FCoE versus PCI Express Multi-Root IOV, and questionable analysis
I heard some interesting noise recently comparing PCI Express Mutli-Root IO Virtualization to FibreChannel over Ethernet.Or in networking parlance PCIe MR-IOV vs FCoE(now there is a mouthful!).
I’ll get to a technical analysis in a bit but wanted to put as a disclaimer I have not read the report. Why? Because I don’t deign to pay the price of a small car for the right to read less-than-insightful reports. Additionally, there is not enough value in the seat license to warrant the expenditure, and the analysis should be independent and be analytical. While I cannot in any way prove a bias in the analysis that says ‘FCoE is a folly’ I would ask that the technical facts of the systems, the vendor support, ability to execute in the current economic climate, and the benefits today to customers be used to evaluate these technologies.
This is not the case for many of the industry analysts, just a small few. But those small few unfortunately ruin the bunch. As many analysts like Drue Reeves at Burton Group, Vernon Turner at IDC, Rob Whitely at Forrester, Andreas Antonopoulos at Nemertes, and Zeus Kerravalla at Yankee Group know we sometimes agree and sometimes disagree with each other, discuss and debate many different opinions, and in the end share a healthy respect for each other because we jointly feel that we are all trying to act in the customers best interest.
So when I read an article about the ‘Folly of FibreChannel over Ethernet’ advocating a technology designed for deployment between a North Bridge and a I/O expansion module to be extended outside of the chassis, over a wire, with a repeater bridge adapter board, to an external device that then houses the network interface modules for all of the servers that may connect into it I am a little circumspect of the analysts intention. Why you may ask?
- PCIe is a bus that is internal to the server, using physical addressing.
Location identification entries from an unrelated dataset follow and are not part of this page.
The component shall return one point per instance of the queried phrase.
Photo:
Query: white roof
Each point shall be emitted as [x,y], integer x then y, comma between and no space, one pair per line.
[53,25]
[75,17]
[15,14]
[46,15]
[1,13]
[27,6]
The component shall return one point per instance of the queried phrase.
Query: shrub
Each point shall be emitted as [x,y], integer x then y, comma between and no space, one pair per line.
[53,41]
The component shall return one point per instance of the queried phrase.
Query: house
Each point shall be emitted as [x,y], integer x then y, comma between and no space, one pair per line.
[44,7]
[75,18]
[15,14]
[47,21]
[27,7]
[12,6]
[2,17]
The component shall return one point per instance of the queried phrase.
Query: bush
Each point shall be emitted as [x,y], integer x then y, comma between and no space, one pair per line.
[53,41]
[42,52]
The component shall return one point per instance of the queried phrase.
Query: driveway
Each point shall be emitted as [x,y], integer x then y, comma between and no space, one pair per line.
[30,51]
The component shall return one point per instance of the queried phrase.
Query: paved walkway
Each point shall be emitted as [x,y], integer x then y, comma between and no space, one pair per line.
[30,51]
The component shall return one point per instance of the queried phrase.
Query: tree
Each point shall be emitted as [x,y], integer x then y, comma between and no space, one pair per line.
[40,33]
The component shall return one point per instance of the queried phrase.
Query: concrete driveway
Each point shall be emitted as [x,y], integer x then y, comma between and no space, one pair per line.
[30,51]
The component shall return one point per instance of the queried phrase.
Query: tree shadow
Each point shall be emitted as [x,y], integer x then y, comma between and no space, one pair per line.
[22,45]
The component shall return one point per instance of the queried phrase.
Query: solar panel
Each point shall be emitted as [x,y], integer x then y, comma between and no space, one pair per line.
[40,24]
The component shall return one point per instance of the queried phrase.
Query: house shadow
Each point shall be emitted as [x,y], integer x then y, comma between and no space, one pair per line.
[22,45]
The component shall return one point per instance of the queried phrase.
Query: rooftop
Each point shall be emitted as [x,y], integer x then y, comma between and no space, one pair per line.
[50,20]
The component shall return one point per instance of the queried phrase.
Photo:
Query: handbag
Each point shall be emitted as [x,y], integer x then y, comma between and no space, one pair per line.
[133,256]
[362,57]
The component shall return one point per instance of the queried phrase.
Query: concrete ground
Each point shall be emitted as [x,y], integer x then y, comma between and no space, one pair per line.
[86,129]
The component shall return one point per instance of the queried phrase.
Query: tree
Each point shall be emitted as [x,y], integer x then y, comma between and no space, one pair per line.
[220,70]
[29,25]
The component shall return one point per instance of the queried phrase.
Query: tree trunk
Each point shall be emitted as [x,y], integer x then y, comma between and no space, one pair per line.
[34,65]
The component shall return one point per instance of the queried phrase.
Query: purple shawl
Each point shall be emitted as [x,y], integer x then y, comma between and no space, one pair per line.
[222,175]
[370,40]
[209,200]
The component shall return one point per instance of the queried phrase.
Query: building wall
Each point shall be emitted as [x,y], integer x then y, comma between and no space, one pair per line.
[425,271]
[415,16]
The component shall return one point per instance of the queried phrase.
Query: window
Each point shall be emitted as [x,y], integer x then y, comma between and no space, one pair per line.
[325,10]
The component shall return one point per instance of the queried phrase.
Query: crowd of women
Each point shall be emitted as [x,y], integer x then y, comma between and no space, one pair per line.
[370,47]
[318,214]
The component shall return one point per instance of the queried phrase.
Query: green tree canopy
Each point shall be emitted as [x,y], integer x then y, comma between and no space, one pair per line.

In an increasingly virtual world using a physically addressed bus as the network is a bit odd.
- PCIe was designed to be located inside the server chassis, it was not designed nor was the data link structured to allow for longer-haul transmission.
- These implementations are called ‘Multi-Root IOV’, there is not a standard for these. It is based on the premise the PCIe can be extended outside the server box to another box at the top of the rack that houses the NICs, and other expansion boards.
- PCI is an extremely chatty protocol, very sensitive to latency, and adding any noticeable propagation delay to the transmission will noticeably degrade the performance. PCI-SIG understood this well when they standardized SR-IOV, Single Root = Single Server. But these hopeful implementations are for multiple servers.
- PCIe is not a switching standard, and therefore it does not define how two servers are going to communicate.
- The only way to create a communication path between the two servers is to translate PCIe into Ethernet or FibreChannel, then switch, then go back to PCIe, then go along the wire to the server again. Sort of purpose defeating since history has shown that stateful and CPU dependent gateways do not garner market traction.
- Not sure how a MR-IOV scenario addresses the need for Fabric-A/Fabric-B models of high availability.
- And lastly not sure at all how a MR-IOV solution would identify the Virtual Machine and signal the VM identity to the NIC to the switch for policy enforcement.
I do want to add though that if the technical, operational, protocol, and ASIC/SW implementation issues get worked out over the next several years that it usually takes to align these types of forces there may be an interesting play for the two to work together with FCoE coming out of the MR-IOV ToR device. But until that day, several years in the future at best, especially given the economic times we are facing, I think I will put my bet strongly on the FCoE implementation, especially when coupled with the VN-Link technologies introduced jointly between Cisco and VMWare. And doubly so since EMC and Network Appliance have both announced support for this architecture and product shipping.
A few proof points-
Network Appliance to Support FCoE and Nexus 5020
Chuck Hollis’s Blog from EMC discussing FCoE and why it is getting serious.
A wonderful Quote from the FCIA press release “The timely development of the FCoE standard by T11 Fibre Channel standards body allows a high degree of compatibility and interoperability for today’s FCoE products.”
FCoE = Real, shipping, in production, solid vendor ecosystem support, final stages of standards track.
dg (putting on asbestos suit right now, something tells me this is going to be a lively post/comment thread)
Posted by Douglas Gourlay at 05:47PM PST


Silvano Gai Oct 18, 2008
I think we are really comparing apples and oranges.
Ethernet is the winning technology in the Data Center.
In 2009 most of the servers will have 10GbE on the motherboard, in 2010 40GbE will start to appear on the market and 2011 will be the year of 100GbE coming to market.
FCoE is the way to carry FC over Ethernet. FCoE is a simple encapsulation of one FC frame over one Ethernet frame.
The FCoE ecosystem includes all the major network, server, virtualization and software vendors.
Just have a look at http://www.fcoe.com to have an idea of the tremendous ecosystem that is pushing FCoE.
The FCoE standard is already in letter ballot and new products are appearing on the market every day.
PCIe is a nice server bus, but it is not a network technology and therefore will never succeed competing with Ethernet.